Based on a screenplay by Peter Simeti and Erin Kohut, The Chair is a worthy adaptation of its comic book source material; a dreary, claustrophobic and harrowing experience where prisoners are as lowly as rats on the totem pole and experimented on even worse. Like the comic, the story centres around Richard Sullivan (Timothy Muskatell), a felon rotting away in a prison cell waiting for an execution that doesn’t seem to be coming any time soon. But when the plight of his convicts becomes too much for him to bear, he decides to fight back in a bid to keep his humanity, only for horrifying secrets and repressed memories to come to light.

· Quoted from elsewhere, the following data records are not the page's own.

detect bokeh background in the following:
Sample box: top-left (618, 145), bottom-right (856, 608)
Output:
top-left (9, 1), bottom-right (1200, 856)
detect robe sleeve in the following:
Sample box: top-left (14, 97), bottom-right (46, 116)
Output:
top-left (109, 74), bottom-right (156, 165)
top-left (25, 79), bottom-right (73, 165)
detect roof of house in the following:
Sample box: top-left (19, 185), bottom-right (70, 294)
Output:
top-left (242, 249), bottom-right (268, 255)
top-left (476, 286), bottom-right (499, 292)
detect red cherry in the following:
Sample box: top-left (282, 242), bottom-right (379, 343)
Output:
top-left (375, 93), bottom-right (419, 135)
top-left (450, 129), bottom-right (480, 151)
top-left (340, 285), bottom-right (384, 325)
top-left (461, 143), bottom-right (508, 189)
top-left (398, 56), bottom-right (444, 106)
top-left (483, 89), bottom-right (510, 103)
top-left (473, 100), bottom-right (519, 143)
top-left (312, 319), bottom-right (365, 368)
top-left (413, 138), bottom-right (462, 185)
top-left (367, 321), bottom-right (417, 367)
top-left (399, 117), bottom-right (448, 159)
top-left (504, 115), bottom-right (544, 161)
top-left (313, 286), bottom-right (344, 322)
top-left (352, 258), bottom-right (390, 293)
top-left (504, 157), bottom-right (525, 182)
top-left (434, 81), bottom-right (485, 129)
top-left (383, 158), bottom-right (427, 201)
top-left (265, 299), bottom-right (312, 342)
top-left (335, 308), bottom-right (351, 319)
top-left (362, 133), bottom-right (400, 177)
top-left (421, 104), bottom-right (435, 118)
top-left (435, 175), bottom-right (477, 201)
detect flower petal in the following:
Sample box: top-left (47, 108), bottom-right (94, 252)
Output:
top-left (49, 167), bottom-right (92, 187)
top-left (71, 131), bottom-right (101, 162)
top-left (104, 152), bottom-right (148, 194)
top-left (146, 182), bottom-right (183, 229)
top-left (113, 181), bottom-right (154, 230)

It doesn’t take the most deviant and creative imagination to get an idea of some of the tortures the inmates are subjected to in The Chair. It works just as well as a gritty prison drama as it does a mind bending horror film, and all of the stereotypes pertaining to prison life are present. But The Chair is more than a torture film, and while it doesn’t shy away from showcasing cruelty through an unfiltered lens, there is method to its bleak exercise in human suffering.
Playing the role of the sadistic warden is genre stalwart Bill Oberst Jr. and joining the proceedings are Gremlins’ Zack Galligan as Riley, and of course, Roddy Piper as Murphy. As to be expected with a cast this talented, the performances are more than decent, but it’s Oberst who steals the show, as he does in most movies he’s featured in.
Some of the films financial constraints, however, are visible. As is the case with low budget movies of this ilk, it’s a little rough around the edges. But given the subject matter I actually found its rougher qualities to be rather effective, as they helped enhance the desolate atmosphere and nightmarish nature of the film. Furthermore, I love movies where ambition surpasses budgetary limitations, and The Chair does a lot with very little, like all of Ferrin’s movies up until now.
Overall, The Chair is a movie that should be entered with caution. It’s an unpleasant experience, but if you’re a fan of horror with a primal savage core, then I highly recommend it.